INTELIGÊNCIA ARTIFICIAL SERÁ NOSSA CRUZ?

Talvez a resposta às questões de ficção científica da Inteligência Artificial – se ela irá, em algum ponto, se tornar autoconsciente e, por fim, nos destruir e eliminar – e a resposta adequada à implementação cada vez mais rápida de máquinas automatizadas que estão ultrapassando outrora tarefas, empregos e ocupações ; pode ser encontrado olhando para outra das maiores, mais sofisticadas, complexas e literalmente transcendentes criações da Humanidade:

O próprio Deus.

Junto com o entendimento antro-psicológico de que os humanos “criaram” Deus, mas se esqueceram de que o criaram / Ele / eles, e assim (após gerações e gerações) se lembram erroneamente ou acreditam erroneamente que Deus realmente nos criou, podemos ver o melhor de todos como Deus é menos um reflexo – do céu para a terra – do divino insondável, mas em vez disso – da terra para “os céus” – uma personificação coletiva hiper-reflexiva (e reflexiva) da humanidade, psicologia humana e a concepção de divindade em si, conforme gerado ou experienciado intuitivamente pela própria Humanidade através do ato de outrem de se perceber(a diferença aqui de se foi gerado por nós [como uma fabricação] ou intuitivamente experimentado por nós [como uma representação de uma realidade cósmica real] sendo um tanto irrelevante subordinado ao fato de que realmente ocorreu).

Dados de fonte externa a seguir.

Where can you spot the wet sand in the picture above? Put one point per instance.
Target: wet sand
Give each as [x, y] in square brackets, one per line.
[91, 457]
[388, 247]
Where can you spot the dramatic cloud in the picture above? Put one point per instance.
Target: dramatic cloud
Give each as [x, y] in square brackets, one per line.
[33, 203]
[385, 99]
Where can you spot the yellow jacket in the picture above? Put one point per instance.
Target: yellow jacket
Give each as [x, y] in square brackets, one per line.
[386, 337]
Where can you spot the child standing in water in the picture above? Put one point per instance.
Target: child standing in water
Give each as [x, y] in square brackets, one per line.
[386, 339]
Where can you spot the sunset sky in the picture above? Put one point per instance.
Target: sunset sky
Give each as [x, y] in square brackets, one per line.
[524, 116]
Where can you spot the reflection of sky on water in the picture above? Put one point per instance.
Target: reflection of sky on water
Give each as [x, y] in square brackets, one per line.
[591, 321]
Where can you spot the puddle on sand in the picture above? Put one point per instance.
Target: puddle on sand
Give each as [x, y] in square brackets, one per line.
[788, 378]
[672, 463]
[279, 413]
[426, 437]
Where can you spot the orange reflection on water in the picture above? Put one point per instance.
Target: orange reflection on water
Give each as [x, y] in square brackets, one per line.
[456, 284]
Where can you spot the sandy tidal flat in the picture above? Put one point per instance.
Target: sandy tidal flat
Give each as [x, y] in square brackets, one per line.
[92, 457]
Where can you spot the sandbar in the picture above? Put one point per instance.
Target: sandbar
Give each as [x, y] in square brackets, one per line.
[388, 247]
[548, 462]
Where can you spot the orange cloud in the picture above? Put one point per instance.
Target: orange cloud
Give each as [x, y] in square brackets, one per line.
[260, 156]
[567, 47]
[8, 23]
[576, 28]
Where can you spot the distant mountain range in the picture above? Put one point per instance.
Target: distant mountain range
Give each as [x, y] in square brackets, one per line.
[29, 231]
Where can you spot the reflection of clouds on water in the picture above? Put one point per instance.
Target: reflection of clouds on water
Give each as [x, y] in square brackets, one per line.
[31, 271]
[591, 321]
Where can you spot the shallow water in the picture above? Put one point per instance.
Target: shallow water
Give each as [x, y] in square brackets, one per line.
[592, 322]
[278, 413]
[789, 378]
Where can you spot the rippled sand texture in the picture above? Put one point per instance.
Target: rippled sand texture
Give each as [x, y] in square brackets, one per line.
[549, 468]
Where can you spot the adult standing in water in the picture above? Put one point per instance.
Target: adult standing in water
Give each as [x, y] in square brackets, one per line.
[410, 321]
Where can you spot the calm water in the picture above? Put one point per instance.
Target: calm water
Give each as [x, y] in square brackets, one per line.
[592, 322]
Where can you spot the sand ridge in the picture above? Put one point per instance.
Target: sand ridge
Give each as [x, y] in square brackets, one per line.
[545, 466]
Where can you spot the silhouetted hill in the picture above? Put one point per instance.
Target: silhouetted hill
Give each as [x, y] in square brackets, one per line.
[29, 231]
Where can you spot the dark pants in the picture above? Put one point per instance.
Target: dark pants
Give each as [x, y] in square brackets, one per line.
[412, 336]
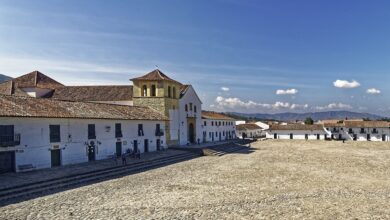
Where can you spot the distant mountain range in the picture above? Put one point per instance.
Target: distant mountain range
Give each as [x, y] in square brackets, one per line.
[314, 115]
[4, 78]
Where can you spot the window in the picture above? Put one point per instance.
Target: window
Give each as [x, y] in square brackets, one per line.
[6, 133]
[91, 131]
[140, 130]
[55, 135]
[159, 132]
[144, 91]
[118, 130]
[153, 90]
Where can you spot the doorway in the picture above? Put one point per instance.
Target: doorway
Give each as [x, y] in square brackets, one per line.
[158, 144]
[7, 161]
[55, 158]
[191, 133]
[91, 151]
[118, 149]
[135, 146]
[146, 145]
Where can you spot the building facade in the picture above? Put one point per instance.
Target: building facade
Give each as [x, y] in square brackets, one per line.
[296, 132]
[43, 133]
[97, 122]
[217, 127]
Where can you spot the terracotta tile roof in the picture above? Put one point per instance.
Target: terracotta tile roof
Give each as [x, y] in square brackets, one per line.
[215, 115]
[248, 126]
[335, 125]
[367, 124]
[34, 79]
[155, 75]
[94, 93]
[17, 106]
[297, 127]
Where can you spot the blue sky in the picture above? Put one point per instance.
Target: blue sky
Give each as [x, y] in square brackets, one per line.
[236, 53]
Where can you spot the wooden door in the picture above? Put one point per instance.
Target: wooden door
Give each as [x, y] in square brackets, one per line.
[55, 158]
[118, 149]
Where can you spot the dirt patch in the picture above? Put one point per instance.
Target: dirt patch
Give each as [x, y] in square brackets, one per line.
[279, 179]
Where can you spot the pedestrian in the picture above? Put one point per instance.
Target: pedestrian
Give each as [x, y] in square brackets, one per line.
[124, 159]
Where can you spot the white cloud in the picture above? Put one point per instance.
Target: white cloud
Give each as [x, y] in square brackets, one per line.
[373, 91]
[225, 89]
[222, 103]
[333, 106]
[346, 84]
[286, 92]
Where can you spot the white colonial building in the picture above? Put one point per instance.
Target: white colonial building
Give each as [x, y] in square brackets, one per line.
[217, 127]
[43, 133]
[297, 131]
[359, 130]
[44, 123]
[250, 130]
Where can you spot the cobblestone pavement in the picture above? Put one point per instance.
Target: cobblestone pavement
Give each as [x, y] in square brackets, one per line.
[277, 180]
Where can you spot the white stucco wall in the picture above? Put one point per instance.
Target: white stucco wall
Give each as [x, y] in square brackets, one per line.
[345, 134]
[214, 131]
[297, 134]
[125, 102]
[35, 139]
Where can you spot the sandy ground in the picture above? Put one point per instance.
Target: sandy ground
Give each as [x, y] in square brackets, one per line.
[278, 180]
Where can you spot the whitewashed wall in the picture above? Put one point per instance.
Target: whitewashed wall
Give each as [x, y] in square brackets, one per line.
[216, 130]
[189, 97]
[363, 136]
[297, 134]
[255, 133]
[35, 139]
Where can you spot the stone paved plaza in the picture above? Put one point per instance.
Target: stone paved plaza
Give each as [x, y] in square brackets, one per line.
[273, 180]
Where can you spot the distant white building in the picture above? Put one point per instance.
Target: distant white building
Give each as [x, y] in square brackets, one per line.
[359, 130]
[250, 130]
[296, 131]
[264, 126]
[240, 122]
[217, 127]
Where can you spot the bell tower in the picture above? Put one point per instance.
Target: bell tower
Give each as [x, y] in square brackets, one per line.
[156, 90]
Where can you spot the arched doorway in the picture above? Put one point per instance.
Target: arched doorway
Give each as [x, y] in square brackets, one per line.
[191, 133]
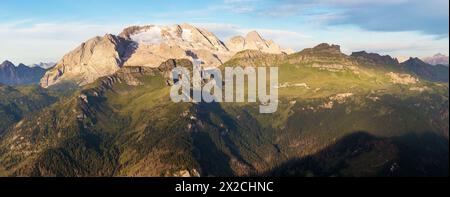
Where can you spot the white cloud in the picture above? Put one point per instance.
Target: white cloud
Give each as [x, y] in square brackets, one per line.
[28, 42]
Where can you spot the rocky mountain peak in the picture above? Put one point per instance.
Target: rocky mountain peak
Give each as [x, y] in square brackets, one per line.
[254, 36]
[254, 41]
[327, 47]
[149, 46]
[437, 59]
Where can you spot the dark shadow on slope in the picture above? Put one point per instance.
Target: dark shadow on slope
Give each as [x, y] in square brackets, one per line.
[228, 125]
[212, 161]
[362, 154]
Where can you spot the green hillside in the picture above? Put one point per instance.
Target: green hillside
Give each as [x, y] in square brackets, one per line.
[337, 116]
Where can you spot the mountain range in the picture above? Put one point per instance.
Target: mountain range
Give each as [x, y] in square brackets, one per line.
[149, 46]
[105, 110]
[438, 59]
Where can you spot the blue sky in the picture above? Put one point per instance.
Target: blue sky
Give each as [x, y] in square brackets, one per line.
[33, 31]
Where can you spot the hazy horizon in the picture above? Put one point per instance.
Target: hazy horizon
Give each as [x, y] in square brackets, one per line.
[46, 30]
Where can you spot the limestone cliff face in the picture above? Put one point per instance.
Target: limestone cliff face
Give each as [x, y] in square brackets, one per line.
[254, 41]
[97, 57]
[149, 46]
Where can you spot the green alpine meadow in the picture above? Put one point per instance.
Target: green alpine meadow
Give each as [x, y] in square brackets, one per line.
[355, 89]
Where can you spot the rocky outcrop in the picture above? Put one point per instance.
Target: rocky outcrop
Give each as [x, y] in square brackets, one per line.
[254, 41]
[12, 75]
[97, 57]
[256, 58]
[438, 59]
[148, 46]
[156, 44]
[438, 73]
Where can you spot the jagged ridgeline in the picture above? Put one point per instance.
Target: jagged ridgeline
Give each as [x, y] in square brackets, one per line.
[338, 115]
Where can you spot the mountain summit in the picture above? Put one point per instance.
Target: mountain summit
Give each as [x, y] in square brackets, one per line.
[254, 41]
[149, 46]
[12, 75]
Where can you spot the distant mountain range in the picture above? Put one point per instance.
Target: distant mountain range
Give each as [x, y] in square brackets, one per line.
[21, 74]
[149, 46]
[438, 59]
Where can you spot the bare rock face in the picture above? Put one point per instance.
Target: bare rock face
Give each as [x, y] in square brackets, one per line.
[97, 57]
[156, 44]
[149, 46]
[254, 41]
[375, 58]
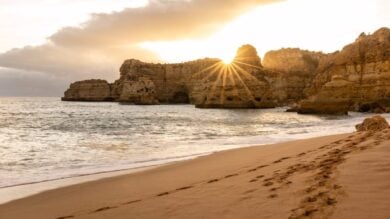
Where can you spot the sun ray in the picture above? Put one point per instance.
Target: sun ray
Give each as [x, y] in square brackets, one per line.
[245, 73]
[243, 63]
[224, 74]
[214, 87]
[211, 73]
[217, 64]
[243, 83]
[230, 77]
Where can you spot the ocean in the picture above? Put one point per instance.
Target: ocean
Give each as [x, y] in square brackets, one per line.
[43, 139]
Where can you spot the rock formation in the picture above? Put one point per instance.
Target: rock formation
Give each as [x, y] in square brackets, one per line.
[206, 83]
[290, 72]
[375, 123]
[89, 90]
[356, 78]
[240, 84]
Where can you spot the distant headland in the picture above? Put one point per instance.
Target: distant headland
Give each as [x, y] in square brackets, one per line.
[357, 78]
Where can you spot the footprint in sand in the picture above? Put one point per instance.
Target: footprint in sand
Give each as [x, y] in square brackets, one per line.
[231, 175]
[273, 196]
[132, 202]
[213, 181]
[184, 188]
[104, 209]
[268, 184]
[66, 217]
[163, 194]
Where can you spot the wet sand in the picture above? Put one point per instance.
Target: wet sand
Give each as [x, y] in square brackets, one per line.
[339, 176]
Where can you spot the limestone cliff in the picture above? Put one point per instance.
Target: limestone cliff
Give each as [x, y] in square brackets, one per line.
[290, 72]
[355, 78]
[205, 83]
[89, 90]
[365, 66]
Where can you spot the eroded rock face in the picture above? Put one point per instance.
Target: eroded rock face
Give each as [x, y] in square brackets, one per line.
[89, 90]
[375, 123]
[357, 78]
[290, 72]
[365, 65]
[141, 91]
[241, 84]
[334, 98]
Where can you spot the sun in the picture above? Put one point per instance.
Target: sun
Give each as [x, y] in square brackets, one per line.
[227, 60]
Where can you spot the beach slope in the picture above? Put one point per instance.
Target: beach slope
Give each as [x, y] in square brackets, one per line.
[340, 176]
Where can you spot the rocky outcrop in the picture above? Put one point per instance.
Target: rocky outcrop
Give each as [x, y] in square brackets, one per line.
[375, 123]
[290, 72]
[205, 83]
[356, 78]
[362, 70]
[327, 101]
[241, 84]
[89, 90]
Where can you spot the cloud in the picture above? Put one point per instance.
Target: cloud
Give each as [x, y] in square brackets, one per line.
[96, 48]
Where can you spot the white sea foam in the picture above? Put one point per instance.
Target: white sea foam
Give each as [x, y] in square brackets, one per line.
[45, 139]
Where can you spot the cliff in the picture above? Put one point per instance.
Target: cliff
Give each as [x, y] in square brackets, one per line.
[205, 83]
[363, 67]
[89, 90]
[356, 78]
[290, 72]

Além da superfície do espelho, neste paralelo, sendo que nós mesmos devemos ser sacrificados por nossa criação. 

Na medida em que geramos tecnologias avançadas, e mesmo ao longo do caminho até elas – desde o início humilde da tecnologia como ferramentas e máquinas rudes – temos nos sacrificado de maneiras cósmicas, universais e literais, experimentadas. Usar tecnologia é ser menos humano,ou seja, quanto mais dependemos da tecnologia, menos somos capazes de viver, ou capazes de viver, a Experiência Humana: para interagir de maneiras significativas e gratificantes; essas formas foram divorciadas de nós por abdicar voluntariamente de nossa autonomia e liberdades (assim como Cristo abdicou voluntariamente de Seu reinado livre e autônomo como Deus para ser sacrificado como um humano humilde e criminoso na cruz), não apenas a peças individuais de tecnologia, mas ao próprio Espectro e Ideologia da Tecnologia, e nossa crença nela como algo benigno, se não totalmente positivo, para o avanço da raça humana.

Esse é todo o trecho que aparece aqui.